Art. 16. Nas ações penais públicas condicionadas à representação da ofendida de que trata esta Lei, só será admitida a renúncia à representação perante o juiz, em audiência especialmente designada com tal finalidade, antes do recebimento da denúncia e ouvido o Ministério Público.

 

Salientou que a audiência prevista no art. 16 da Lei 11.340/2006 não se destina a uma confirmação da representação, mas à possibilidade de fiscalização da retratação da representação, valendo-se como direito subjetivo intransigível da vítima.

 

O STJ deu provimento ao recurso do réu?

NÃO. O magistrado somente deve designar a audiência prevista no art. 16 da Lei nº 11.340/2006 quando, antes do recebimento da denúncia, houver algum indício de que a vítima tem a intenção de se retratar, o que não ocorreu no caso dos autos.

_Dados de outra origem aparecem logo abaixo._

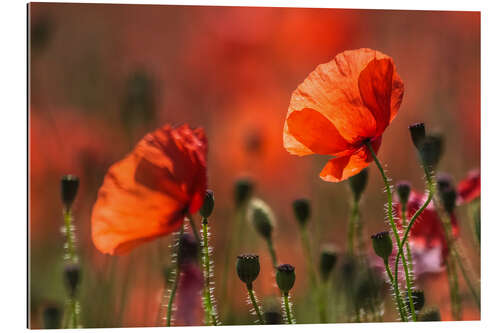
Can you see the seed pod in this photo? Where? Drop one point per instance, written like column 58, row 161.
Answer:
column 248, row 268
column 285, row 277
column 302, row 210
column 382, row 244
column 69, row 188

A Lei Maria da Penha prevê um procedimento próprio para que a vítima possa eventualmente se retratar de representação já apresentada. Esse procedimento é regido pelo art. 16 da Lei nº 11.340/2006 que, no entanto, afirma que renúncia só será admitida antes do recebimento da denúncia.

 

Em suma:

A realização da audiência prevista no art. 16 da Lei n. 11.340/2006 somente se faz necessária se a vítima houver manifestado, de alguma forma, em momento anterior ao recebimento da denúncia, ânimo de desistir da representação.

STJ. 5ª Turma. AgRg no REsp 1.946.824-SP, Rel. Min. Joel Ilan Paciornik, julgado em 14/06/2022 (Info 743).